Birdman turned out to be one of my favorite movies of 2014. It was much like Hitchcock’s The Rope in which there were no discernible cuts between scenes. The movie was about an actor who was famous for his role as Birdman in the movies but he wanted to be taken serious as a true artist. He wrote and directed a play for Broadway that he hoped would revitalize peoples perceptions of him as a true artist. The camera followed his every move as opening night approached. The first scene showed him in his dressing room in a cross legged yoga pose. As the camera pulled back you realized that he wasn’t only meditating, he was floating above the floor. My disbelief was suspended and I accepted each of his supernatural yet ego centric quirks.
What happened on stage always seemed to reflect what was going on in his own life. Because there were no obvious camera cuts, the moments seemed to play out in real time right until the opening night of the show on Broadway. Much of what happened might have been imagined by the narcissistic director played by Michael Keaton. There was a hilarious moment when he took a cigarette break right outside the stage door. A stage hand closed the door locking him out and he had to walk around the block, through Times Square in his underwear to get to the front entrance of the theater. Did this actually happen, or did he imagine the humiliating situation? Every scene raised these type of questions. This wasn’t a CGI effects block buster, but it was a smartly written drama that raised more questions than answers. I absolutely loved it.

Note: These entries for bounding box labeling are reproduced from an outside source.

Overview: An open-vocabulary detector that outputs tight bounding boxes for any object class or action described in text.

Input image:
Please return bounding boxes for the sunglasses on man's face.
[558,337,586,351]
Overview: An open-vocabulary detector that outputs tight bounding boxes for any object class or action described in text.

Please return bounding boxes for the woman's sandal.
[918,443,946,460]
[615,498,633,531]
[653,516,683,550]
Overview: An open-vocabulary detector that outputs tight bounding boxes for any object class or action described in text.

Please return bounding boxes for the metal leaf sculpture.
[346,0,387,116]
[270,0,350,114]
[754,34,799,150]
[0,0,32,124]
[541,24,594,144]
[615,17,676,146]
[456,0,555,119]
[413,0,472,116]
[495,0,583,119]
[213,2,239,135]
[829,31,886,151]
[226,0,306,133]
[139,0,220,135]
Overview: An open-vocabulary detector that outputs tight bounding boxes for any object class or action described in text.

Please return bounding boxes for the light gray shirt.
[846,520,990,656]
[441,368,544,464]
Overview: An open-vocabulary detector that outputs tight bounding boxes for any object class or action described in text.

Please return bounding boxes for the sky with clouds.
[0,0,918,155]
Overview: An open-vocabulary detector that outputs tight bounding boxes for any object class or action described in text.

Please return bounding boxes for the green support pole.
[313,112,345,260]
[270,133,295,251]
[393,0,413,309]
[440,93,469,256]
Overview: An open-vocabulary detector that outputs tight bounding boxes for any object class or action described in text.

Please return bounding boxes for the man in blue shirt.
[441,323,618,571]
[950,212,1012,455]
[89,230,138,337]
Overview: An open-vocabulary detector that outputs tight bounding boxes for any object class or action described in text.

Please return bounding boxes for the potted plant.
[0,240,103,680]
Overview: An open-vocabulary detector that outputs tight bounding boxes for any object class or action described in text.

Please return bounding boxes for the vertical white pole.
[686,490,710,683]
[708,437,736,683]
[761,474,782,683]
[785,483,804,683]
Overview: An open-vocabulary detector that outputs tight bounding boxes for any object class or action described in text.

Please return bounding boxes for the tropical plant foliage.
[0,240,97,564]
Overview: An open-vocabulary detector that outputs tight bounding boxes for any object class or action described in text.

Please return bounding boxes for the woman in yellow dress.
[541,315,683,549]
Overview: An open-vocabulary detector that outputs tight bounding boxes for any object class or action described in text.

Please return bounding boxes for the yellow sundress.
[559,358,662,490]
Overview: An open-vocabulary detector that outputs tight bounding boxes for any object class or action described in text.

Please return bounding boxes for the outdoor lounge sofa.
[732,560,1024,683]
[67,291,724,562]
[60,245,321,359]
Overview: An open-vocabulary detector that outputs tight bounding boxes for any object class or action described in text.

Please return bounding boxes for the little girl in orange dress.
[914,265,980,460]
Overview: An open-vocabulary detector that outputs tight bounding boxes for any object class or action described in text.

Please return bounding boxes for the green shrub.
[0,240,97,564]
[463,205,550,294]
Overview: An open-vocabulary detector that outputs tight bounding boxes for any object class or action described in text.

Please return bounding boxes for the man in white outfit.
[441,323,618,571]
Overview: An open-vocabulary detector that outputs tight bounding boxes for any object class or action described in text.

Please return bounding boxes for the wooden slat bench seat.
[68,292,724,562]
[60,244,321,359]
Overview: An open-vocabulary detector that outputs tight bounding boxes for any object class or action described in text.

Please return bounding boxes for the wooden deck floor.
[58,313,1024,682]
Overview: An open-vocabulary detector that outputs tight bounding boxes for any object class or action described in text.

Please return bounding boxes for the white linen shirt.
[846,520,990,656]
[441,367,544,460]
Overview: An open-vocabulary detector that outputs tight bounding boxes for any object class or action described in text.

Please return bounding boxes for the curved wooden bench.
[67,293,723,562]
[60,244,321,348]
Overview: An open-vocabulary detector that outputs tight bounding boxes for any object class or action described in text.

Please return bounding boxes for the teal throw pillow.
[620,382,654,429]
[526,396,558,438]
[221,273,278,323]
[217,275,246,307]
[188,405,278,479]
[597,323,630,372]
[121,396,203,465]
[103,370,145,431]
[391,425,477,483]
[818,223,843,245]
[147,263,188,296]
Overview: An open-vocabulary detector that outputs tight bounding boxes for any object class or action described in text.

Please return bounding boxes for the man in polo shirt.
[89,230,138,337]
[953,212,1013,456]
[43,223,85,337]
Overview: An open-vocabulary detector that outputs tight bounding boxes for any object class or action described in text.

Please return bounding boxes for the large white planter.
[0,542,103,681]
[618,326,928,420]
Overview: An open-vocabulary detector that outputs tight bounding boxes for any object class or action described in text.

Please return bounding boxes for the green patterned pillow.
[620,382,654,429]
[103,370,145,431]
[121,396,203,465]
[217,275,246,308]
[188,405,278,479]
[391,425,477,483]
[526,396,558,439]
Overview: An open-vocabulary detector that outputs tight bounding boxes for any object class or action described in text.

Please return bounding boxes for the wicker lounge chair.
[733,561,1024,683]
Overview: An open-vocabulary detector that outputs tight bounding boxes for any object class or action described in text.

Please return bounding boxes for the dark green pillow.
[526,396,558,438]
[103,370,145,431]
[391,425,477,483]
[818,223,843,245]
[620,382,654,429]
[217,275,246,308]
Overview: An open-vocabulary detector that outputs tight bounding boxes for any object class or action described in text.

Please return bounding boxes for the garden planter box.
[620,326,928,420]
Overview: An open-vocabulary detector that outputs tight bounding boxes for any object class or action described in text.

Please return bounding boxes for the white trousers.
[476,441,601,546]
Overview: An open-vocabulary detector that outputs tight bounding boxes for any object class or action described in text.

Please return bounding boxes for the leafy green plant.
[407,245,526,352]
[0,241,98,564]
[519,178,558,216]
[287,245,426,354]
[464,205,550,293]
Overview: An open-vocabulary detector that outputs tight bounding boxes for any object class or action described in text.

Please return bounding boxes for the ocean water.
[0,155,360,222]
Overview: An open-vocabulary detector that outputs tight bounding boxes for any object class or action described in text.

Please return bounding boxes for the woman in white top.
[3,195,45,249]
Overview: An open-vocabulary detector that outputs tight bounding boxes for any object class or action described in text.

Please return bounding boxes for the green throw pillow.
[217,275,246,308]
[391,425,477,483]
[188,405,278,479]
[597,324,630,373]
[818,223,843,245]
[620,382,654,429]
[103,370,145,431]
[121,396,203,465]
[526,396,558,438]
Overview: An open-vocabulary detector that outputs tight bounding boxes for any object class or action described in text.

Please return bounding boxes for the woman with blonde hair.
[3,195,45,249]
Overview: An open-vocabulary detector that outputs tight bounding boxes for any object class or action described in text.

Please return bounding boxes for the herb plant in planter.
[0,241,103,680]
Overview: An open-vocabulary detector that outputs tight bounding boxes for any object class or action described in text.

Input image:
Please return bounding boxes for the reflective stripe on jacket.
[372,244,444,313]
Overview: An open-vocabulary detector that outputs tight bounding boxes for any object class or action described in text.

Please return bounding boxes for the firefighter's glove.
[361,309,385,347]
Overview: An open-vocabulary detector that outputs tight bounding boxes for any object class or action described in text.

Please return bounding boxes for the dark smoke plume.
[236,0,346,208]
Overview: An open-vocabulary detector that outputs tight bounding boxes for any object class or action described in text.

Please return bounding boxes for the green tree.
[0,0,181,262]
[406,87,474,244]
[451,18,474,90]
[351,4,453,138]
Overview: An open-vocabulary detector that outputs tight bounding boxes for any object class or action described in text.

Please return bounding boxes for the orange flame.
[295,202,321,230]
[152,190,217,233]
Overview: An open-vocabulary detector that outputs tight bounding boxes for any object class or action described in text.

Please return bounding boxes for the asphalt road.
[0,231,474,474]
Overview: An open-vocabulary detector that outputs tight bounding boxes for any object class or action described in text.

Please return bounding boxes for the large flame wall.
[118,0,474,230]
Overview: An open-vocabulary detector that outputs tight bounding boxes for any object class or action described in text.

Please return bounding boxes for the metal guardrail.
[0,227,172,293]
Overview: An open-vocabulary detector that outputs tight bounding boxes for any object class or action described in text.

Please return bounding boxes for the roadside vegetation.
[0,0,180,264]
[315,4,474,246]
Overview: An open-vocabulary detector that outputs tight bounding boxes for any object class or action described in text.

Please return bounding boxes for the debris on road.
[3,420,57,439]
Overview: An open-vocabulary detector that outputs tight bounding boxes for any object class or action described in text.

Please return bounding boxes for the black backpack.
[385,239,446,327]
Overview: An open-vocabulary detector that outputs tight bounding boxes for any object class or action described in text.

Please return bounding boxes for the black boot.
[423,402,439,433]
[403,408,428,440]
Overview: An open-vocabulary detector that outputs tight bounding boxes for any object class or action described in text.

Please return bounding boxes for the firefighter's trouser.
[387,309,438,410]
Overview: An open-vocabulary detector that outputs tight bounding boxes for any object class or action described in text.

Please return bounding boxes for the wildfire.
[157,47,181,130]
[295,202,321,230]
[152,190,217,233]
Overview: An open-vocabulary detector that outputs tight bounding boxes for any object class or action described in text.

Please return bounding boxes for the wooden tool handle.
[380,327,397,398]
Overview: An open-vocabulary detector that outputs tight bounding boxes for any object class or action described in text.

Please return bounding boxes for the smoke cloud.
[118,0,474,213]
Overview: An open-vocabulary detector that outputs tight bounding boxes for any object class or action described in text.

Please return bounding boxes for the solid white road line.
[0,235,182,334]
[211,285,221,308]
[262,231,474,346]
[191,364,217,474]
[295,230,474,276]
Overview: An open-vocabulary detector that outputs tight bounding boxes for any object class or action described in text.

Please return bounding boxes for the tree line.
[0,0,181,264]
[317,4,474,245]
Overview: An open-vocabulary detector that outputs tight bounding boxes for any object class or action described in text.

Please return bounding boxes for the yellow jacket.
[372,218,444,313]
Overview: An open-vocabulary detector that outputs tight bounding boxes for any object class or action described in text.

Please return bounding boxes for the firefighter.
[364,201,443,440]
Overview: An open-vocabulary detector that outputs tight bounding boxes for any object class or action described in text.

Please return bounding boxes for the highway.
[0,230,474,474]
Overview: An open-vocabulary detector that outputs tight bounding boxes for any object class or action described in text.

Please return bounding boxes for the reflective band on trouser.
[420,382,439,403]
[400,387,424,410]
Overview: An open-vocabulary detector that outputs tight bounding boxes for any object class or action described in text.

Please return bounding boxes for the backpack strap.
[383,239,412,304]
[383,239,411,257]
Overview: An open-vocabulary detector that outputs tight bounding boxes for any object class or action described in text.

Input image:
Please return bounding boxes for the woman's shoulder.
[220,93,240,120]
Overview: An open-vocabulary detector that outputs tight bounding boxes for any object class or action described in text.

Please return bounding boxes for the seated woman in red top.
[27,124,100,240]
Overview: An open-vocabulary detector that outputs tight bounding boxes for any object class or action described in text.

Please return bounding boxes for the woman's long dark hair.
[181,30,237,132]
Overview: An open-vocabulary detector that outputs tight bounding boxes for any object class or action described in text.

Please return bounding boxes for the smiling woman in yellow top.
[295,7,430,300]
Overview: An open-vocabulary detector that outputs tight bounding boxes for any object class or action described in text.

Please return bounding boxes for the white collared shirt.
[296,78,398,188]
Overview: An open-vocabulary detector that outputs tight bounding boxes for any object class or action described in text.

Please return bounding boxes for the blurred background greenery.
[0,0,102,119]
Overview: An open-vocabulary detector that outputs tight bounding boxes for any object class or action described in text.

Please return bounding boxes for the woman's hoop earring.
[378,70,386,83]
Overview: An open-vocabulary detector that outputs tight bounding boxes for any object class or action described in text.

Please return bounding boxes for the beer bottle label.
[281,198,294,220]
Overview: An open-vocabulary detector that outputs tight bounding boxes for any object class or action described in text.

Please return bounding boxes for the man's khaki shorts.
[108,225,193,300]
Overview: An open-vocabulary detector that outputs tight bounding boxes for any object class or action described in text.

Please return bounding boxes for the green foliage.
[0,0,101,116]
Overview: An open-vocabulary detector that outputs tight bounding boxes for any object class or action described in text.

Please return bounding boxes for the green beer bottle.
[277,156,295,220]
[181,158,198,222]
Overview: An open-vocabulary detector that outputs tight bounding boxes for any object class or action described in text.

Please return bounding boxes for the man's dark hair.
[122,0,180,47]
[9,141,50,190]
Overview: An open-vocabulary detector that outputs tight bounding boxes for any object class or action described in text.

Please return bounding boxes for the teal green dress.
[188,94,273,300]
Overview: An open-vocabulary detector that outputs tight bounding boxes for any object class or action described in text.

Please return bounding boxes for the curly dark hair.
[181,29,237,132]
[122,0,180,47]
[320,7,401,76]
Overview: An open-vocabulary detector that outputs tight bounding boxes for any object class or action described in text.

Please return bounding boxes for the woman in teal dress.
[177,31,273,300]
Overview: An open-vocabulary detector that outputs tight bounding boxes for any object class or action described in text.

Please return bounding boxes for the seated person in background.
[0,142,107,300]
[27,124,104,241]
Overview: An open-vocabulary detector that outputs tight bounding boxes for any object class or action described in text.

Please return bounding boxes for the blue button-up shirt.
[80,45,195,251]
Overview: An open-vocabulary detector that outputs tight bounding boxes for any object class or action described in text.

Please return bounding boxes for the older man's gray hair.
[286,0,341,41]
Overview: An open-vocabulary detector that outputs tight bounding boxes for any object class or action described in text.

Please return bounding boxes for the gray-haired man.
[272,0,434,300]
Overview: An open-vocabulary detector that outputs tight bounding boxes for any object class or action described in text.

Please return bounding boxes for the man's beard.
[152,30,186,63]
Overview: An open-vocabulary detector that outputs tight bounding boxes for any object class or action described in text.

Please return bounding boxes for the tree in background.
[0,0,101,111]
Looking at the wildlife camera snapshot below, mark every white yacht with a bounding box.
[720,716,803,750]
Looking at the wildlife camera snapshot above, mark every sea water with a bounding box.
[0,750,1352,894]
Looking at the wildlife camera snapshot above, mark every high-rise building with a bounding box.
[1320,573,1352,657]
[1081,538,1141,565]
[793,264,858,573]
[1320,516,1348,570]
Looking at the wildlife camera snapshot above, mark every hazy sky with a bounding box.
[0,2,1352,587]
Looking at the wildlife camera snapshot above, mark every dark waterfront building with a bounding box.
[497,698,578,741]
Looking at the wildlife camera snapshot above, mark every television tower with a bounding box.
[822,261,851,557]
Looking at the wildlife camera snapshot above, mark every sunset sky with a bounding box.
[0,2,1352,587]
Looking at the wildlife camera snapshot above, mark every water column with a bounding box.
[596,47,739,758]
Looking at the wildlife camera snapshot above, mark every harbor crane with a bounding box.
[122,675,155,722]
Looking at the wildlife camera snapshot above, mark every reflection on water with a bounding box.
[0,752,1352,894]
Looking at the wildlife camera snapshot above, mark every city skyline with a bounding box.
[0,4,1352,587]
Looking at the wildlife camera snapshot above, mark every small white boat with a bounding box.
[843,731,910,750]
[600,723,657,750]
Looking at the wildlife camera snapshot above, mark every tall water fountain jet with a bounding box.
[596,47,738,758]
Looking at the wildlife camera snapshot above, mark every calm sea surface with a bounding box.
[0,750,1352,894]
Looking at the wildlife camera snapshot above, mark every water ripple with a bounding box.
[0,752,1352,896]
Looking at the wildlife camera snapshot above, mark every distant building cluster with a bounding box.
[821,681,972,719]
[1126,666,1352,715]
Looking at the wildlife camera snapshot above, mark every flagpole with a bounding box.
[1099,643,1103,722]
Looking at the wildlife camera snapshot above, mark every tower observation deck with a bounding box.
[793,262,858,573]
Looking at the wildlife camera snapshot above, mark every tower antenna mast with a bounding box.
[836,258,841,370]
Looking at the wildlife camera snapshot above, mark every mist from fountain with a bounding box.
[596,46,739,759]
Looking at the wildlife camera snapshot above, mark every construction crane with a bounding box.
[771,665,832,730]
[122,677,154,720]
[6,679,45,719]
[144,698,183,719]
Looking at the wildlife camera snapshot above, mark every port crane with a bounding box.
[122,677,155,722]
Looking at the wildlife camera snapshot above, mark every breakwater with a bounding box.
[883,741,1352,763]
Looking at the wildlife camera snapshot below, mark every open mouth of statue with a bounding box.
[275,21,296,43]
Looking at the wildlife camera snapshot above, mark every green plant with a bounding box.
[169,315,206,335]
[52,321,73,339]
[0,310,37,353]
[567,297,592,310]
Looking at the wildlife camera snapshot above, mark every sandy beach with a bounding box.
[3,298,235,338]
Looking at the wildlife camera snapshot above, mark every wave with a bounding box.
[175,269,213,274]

The film garnered wide critical praise, and won the Academy Award for Best Picture, along with the Best Director for González Iñárritu, the Best Original Screenplay, and the Best Cinematography from a total of nine nominations, tying it with The Grand Budapest Hotel for being the most nominated film of the Academy’s 87th annual awards ceremony. Michael Keaton deserved to win the Academy Award as the best actor.